Os Festejos do Divino se espalham pelo Brasil inteiro. Foram trazidos pelos portugueses, mas se fala de registros destas festas no século XIII na França. Chegaram na Península Ibérica, alcançaram Portugal, atravessaram o Atlântico. Aqui chegando cruzaram com duas tradições fortíssimas: os indígenas e os africanos. Que acrescentaram de si a esta festa, enriquecendo-a com sons, cores, danças, falas, línguas, culinárias, gestos. Amálgama cultural brasileiro. Antropofagia belíssima que somente acontece nessas terras. No Maranhão, o festejo é dirigido pelas Caixeiras, mulheres que carregam suas “caixas”, espécie de releitura de antigos atabaques. Porque quem dá o tom e o ritmo maranhense da festa do Divino tem sido o povo preto.

Em Cunha, a mistura se fez com brancos, indígenas e africanos. Por isso, naquele canto a quatro vozes, grave, em andamento larghissimo, que eu me esforçava para compreender alguma palavra, podiam conter francês, português arcaico, latim, tupi-guarani, yorubá, português brasileiro… “Tupi or not Tupi”… E ressalte-se que ano que vem, em julho, nos dias dos festejos do Divino de Cunha, haverá a Congada, a tradição africana de origem angolana e congolesa, festa milenar que aqui também passou, como outras, pela nossa oswaldiana canibalização, nossa mania de “comer” o estrangeiro… 

Depois de dois cantos, sabendo que os festeiros recolhiam donativos para a festa do ano que vem, entregamos nossa doação, que foi agradecida com outro canto. Meus olhos estavam marejados, eu mal via os homens e as mulheres de vermelho. Uma das árvores se dirigiu a nós, ao final do canto. E o homem nos chamou para acompanhá-los, para ir comer num sítio vizinho, onde a dona da casa tinha feito um almoço para receber os festeiros e todos os que quisessem se juntar a eles. Lembrei das Festas de Santo nos terreiros de Candomblé, onde todos os presentes se reúnem numa grande ceia, ao fim da festa, se alimentando do Axé do Orixá.

Nos dias do festejo do Divino, tudo também termina num grande almoço. Em Cunha, esta festa, que já dura 300 anos, tem toda a preparação que se inicia meses antes, como agora, onde um casal de festeiro guia os outros para recolher donativos que garantirão a grande festa. No grande dia, mulheres jovens e velhas saem de suas casas carregando suas peneiras para ajudar a catar o feijão do almoço. São sacas e sacas de feijão e arroz, kilos e kilos de carne. Já se chegou a alimentar mais de 20 mil pessoas há alguns anos. Todos são convidados a esta imensa mesa, cheia de axé, cheia de bênçãos, feita por tantas mãos. 

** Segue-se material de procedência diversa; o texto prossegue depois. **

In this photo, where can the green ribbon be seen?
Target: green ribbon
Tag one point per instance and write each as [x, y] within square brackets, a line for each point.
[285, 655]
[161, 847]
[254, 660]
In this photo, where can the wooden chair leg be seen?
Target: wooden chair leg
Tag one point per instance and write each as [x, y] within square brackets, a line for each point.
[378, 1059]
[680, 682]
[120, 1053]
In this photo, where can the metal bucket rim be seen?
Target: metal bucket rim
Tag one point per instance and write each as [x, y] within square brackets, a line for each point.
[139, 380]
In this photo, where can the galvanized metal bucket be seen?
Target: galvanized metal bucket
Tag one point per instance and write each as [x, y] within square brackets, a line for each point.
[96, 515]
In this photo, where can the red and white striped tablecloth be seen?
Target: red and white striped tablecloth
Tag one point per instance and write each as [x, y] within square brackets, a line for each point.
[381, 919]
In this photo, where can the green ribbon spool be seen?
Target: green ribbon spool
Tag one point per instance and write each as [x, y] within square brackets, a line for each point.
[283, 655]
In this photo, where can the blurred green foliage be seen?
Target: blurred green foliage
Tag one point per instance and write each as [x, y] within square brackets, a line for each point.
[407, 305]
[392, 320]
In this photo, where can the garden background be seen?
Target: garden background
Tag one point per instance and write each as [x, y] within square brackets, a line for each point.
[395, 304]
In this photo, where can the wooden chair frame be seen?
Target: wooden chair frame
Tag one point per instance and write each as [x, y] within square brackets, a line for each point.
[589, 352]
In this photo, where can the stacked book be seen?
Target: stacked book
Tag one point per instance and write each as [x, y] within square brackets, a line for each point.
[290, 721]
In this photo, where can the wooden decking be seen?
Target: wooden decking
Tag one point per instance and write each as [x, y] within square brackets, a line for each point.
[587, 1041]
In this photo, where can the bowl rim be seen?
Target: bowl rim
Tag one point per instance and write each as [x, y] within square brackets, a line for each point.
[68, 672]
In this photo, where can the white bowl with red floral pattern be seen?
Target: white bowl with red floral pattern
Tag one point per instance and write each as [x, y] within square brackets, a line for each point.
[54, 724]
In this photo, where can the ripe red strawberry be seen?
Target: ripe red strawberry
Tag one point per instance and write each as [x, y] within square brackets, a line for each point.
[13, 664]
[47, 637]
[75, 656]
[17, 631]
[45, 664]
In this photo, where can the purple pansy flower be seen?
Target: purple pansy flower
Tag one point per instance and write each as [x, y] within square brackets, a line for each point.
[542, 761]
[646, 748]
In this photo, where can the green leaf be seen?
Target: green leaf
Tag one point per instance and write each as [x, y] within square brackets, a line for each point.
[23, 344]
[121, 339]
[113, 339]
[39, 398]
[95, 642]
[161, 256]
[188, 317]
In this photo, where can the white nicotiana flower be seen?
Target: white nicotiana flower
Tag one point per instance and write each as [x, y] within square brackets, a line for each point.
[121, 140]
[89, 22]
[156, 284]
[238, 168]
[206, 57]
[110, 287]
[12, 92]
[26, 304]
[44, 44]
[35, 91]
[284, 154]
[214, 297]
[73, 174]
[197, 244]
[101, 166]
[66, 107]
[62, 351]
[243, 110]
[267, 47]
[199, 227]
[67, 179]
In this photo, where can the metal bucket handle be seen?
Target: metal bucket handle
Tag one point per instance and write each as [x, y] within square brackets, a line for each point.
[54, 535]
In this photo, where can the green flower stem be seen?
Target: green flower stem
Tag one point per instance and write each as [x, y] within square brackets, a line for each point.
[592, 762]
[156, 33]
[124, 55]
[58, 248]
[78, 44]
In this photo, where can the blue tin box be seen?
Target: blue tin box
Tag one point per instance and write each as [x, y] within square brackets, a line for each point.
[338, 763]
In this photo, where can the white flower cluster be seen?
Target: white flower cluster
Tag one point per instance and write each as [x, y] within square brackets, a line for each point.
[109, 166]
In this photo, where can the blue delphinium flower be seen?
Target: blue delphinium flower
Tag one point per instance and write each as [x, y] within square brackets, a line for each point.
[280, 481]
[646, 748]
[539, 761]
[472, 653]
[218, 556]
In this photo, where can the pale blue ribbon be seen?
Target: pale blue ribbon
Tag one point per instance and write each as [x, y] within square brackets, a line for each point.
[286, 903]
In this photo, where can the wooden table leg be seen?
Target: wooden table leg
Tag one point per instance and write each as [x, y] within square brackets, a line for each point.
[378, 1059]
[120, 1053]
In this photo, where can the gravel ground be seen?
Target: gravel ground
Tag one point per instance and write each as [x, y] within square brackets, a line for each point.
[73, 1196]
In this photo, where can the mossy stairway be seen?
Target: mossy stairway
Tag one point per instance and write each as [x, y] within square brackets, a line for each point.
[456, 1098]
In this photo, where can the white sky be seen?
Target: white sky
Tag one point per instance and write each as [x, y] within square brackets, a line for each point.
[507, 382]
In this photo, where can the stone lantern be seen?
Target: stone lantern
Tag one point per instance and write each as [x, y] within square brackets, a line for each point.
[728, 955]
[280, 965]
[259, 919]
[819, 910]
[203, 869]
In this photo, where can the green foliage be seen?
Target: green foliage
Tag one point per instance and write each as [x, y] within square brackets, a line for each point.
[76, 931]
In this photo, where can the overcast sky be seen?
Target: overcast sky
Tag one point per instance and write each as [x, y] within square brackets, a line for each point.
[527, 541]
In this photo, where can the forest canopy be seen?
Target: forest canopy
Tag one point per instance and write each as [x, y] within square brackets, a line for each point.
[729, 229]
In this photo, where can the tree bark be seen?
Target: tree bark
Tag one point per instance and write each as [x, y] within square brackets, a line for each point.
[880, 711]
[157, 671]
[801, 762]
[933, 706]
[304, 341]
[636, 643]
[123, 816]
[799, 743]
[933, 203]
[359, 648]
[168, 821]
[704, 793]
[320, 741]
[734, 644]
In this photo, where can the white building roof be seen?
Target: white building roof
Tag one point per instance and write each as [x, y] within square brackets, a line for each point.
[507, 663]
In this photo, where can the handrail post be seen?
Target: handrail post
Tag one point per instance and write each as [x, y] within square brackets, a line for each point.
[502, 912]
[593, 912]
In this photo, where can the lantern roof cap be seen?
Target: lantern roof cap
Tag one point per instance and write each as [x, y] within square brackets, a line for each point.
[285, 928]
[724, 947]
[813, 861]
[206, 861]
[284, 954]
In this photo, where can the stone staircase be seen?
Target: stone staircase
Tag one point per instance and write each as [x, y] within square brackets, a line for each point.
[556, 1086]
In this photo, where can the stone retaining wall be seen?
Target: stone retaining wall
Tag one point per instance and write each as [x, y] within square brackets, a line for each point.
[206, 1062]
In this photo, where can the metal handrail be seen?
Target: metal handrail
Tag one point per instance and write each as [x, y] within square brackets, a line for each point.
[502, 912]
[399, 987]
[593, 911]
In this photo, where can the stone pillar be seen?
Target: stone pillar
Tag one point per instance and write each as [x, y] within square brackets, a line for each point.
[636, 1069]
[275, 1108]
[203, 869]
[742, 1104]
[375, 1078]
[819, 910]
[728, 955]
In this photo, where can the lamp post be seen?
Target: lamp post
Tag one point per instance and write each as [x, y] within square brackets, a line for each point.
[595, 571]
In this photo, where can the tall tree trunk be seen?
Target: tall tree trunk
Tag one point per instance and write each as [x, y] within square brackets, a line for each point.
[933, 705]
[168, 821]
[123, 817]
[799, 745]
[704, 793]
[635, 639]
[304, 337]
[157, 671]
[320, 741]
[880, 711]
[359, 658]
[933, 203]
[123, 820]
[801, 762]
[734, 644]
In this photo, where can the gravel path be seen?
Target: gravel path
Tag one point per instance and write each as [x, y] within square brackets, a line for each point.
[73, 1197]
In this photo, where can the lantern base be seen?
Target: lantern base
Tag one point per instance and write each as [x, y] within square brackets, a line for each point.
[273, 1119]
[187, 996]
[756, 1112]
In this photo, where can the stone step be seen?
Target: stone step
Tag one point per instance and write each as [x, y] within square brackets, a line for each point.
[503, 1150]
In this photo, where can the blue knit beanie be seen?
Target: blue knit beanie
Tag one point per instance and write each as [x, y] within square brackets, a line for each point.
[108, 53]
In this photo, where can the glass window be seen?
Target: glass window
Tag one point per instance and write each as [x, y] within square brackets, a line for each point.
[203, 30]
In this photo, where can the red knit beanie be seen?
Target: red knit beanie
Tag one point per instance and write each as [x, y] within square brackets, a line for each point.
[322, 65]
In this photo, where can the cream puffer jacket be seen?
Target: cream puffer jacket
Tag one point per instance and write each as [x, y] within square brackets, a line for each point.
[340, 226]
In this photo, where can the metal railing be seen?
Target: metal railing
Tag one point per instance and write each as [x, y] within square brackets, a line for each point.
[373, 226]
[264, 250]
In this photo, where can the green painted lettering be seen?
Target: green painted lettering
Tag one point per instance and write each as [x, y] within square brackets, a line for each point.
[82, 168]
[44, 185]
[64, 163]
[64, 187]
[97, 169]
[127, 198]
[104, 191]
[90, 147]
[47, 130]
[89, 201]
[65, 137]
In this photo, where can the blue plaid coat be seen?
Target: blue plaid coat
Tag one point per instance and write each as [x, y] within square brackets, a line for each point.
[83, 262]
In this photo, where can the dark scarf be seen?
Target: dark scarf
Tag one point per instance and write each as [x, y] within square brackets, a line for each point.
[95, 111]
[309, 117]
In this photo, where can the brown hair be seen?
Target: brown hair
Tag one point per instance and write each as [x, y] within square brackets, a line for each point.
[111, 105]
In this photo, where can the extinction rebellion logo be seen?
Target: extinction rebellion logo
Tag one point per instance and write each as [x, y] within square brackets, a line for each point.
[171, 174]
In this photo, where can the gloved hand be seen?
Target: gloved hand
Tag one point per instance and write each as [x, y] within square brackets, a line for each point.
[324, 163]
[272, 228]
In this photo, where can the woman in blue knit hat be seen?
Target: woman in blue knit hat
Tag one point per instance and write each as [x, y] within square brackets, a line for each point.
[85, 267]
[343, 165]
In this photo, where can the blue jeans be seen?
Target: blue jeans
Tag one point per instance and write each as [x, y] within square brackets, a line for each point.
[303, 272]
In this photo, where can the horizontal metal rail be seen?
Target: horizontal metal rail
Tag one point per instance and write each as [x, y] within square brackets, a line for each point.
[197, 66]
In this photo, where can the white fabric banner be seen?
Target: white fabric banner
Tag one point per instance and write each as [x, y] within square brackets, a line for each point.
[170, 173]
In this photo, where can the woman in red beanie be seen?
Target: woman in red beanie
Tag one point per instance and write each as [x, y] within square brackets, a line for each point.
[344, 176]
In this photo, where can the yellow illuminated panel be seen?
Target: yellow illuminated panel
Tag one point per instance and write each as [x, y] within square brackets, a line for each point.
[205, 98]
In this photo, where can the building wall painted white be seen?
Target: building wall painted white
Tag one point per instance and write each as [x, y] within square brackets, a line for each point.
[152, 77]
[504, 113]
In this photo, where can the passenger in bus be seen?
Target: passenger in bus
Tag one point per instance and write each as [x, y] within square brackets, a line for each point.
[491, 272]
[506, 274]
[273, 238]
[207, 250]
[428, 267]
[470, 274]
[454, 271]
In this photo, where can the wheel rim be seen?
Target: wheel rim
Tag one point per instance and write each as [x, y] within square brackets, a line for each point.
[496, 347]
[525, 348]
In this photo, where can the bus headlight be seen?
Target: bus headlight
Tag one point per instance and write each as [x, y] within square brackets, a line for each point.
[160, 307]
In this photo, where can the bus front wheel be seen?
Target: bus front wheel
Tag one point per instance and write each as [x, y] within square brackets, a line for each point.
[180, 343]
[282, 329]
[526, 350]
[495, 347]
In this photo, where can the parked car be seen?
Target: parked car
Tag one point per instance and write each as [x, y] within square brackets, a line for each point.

Mas neste domingo, agradecemos o convite para o almoço no sítio vizinho, sem saber como agradecer mais o presente de ver de perto esta tradição e de sentir a força da cultura e da alma do nosso povo. “Ano que vem, nós vamos”, respondemos. “Venham na novena também”, sugeriu a mulher de roupa branca e vermelha, parceira e irmã das ogãs e ekedis de Oxalá e de Ogum. Ou de Oiá. Saravá!

Deixaram conosco um pequeno pacote de sal. “Sal bento”, afirmaram. É pra ser acrescentado ao sal da casa, ao sal dos animais, semear nas plantas. Tudo isso trará fartura e prosperidade para a casa e a família. Saravá!